Founder of popular, ‘R-rated,’ hip-hop website dies at 43

Lee O'Denat. (Photo by Daniel Zuchnik/WireImage)
Lee O'Denat.  (Photo by Daniel Zuchnik/WireImage)
Lee O’Denat. (Photo by Daniel Zuchnik/WireImage)

SAN DIEGO (AP) — Lee O’Denat, who founded the popular, “R-rated,” website WorldStarHipHop.com, has died in San Diego. He was 43.

O’Denat was at a local business on Monday when he became unresponsive, according to the San Diego County medical examiner’s office. Paramedics couldn’t save him and he died at the scene.

The business was a massage parlor, police told the Los Angeles Times (http://lat.ms/2j3eVvF ).

 The cause of death was heart disease — specifically, atherosclerotic cardiovascular disease — with obesity a contributing factor, according to the medical examiner.

O’Denat — a father of three known to fans and friends as “Q” — “was a brilliant businessman who championed urban culture, ultimately creating the largest hip-hop website in the world,” said a posting announcing his death on the site’s Facebook page.
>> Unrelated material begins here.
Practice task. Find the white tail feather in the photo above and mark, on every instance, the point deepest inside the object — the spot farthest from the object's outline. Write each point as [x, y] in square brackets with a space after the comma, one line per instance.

He also was “one of the nicest, most generous persons to ever grace this planet,” the posting said. “We will miss his hearty laugh and warm spirit. WorldStarHipHop will continue in its various endeavors. We ask that you remember Q in your prayers and raise a toast to the sky in his name.”

Born in Queens, New York, O’Denat founded WorldStarHipHop.com in 2005. The video content aggregator offers hip-hop and viral videos, often of outrageous, tabloid-style events. One clip available as of Tuesday was titled: “Kid Punches A Racist Homeless Man A Few Times For Calling Him The N-Word!”

The site has taken heat for sexual and violent content, but it has been immensely popular with urban teenagers and young adults. At one point, it was counted as having a million or more visitors daily.

A television series based on the site was scheduled to debut next month on MTV2.

The site inspired the shout “World Star!,” yelled when something — often a fight — is worthy of being recorded and submitted to the site.

O’Denat was unapologetic about the raw material.

“Hip-hop is for the sex, the drugs, the violence, the beefs, the culture,” O’Denat told the New York Times in 2015. “That’s the competitiveness of hip-hop, so I felt like the site needed to be R-rated.”

“People may be offended by some of the content, but, hey, the Internet is not a censorship boat,” he said. “We’re the Carnival cruise, man. You don’t have to log on.”

The site also occasionally has gotten into trouble for using copyrighted material without credit. Rapper 50 Cent won a 2009 lawsuit against O’Denat for using his image without permission.